SUPERIOR COURT OF NEW JERSEY APPELLATE DIVISION


December 3, 2010

EILEEN SLEEPER, (N/K/A EILEEN INGLING), PLAINTIFF-RESPONDENT,
v.
EDWARD M. SLEEPER, DEFENDANT-APPELLANT.

On appeal from the Superior Court of New Jersey, Chancery Division, Family Part, Burlington County, Docket No. FM-03-910-07-Z.

Per curiam.

NOT FOR PUBLICATION WITHOUT THE APPROVAL OF THE APPELLATE DIVISION

Submitted November 9, 2010

Before Judges Carchman and Messano.

Defendant Dr. Edward Sleeper appeals from a March 25, 2009 amended judgment of divorce, which among other things, awarded alimony to plaintiff Eileen Sleeper and granted equitable distribution. Relying on her expansive findings of fact and her determination that defendant's testimony lacked credibility, Judge Claypoole ordered that defendant pay plaintiff the sum of $6,757 per month. We conclude that defendant's appeal is without merit and affirm.

These are the facts and the judge's findings. Plaintiff and defendant were married on April 11, 1986. Plaintiff is retired teacher, and defendant is a veterinarian.

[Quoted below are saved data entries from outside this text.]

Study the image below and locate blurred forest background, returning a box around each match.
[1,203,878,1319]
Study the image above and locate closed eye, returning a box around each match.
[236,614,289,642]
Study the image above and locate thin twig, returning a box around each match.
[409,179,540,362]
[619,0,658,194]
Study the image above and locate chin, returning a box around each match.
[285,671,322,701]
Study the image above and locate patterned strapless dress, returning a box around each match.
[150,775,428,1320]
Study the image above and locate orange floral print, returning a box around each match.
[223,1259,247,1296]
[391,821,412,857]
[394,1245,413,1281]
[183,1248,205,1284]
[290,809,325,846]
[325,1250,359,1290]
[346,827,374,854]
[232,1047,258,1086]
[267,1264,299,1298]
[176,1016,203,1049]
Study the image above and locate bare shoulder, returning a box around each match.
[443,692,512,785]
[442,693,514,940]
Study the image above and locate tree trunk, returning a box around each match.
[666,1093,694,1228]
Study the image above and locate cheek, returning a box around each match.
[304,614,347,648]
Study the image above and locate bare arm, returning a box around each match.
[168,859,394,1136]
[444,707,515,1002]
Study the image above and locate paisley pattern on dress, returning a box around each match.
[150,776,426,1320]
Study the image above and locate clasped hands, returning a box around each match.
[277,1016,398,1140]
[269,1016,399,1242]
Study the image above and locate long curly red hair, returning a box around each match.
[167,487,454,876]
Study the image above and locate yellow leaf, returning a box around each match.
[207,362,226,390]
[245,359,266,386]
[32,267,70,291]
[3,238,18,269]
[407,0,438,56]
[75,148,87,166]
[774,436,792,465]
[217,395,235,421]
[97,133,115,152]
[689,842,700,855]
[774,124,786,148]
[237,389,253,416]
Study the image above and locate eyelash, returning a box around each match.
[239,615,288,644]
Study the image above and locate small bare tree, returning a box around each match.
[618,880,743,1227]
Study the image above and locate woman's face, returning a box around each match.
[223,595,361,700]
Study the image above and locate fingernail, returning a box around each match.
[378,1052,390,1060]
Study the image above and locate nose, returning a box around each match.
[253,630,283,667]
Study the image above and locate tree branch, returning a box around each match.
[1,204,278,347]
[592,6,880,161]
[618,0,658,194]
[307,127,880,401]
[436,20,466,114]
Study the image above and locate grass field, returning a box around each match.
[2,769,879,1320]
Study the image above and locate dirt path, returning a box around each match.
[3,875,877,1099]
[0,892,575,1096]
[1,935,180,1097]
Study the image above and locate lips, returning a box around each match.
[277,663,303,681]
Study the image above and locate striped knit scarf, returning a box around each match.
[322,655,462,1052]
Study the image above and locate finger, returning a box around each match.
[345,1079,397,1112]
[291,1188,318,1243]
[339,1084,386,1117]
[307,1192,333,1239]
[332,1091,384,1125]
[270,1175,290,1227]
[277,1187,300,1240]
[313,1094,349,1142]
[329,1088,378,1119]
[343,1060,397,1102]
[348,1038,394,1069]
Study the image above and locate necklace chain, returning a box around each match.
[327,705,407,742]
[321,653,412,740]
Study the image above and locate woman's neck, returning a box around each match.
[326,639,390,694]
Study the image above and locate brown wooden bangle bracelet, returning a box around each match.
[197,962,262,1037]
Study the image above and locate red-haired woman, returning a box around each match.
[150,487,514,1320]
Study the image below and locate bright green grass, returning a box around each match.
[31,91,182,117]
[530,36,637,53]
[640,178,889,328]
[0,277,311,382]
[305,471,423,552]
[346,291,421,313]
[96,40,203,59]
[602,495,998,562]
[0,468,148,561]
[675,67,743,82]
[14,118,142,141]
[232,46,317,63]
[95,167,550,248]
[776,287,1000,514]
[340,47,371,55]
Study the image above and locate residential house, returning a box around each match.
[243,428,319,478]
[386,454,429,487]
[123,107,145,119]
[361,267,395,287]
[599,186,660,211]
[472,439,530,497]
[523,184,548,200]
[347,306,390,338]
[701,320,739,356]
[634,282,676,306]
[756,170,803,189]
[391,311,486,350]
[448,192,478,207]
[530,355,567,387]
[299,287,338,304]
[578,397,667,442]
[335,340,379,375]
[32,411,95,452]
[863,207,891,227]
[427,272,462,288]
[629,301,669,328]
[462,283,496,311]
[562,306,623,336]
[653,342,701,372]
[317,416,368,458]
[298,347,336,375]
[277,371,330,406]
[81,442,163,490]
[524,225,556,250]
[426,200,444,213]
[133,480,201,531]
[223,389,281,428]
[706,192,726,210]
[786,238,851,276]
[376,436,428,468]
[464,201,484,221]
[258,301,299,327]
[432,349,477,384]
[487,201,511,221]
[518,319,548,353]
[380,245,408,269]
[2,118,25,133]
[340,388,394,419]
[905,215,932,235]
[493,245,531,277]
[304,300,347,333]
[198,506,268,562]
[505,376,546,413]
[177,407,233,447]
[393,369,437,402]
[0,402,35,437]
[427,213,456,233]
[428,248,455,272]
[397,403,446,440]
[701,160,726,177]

The parties owned two homes - a vacation home in Knowlton and their marital home in Medford, N.J. Defendant owned his own veterinary practice until he sold it, and he also owned the land housing the practice (the Mt. Laurel property). It was disputed at the time of trial as to whether the Mt. Laurel property had been sold, or whether defendant still owned it and collected rental income. Defendant and plaintiff also formed a limited liability company - Sleepy Hollow LLC - in which defendant had a ninety-nine percent interest and plaintiff had a one percent interest. The veterinary practice paid rent to the LLC.

Prior to trial, the parties stipulated to the equal division of a number of assets, including: the Knowlton property, bank accounts, IRAs, the marital home, defendant's life insurance policy, plaintiff's pension, plaintiff's 403(b) account and plaintiff's LSW annuity. The parties also stipulated that defendant paid plaintiff $500,000 in January 2006, and this represented plaintiff's share of the sale of the veterinary practice.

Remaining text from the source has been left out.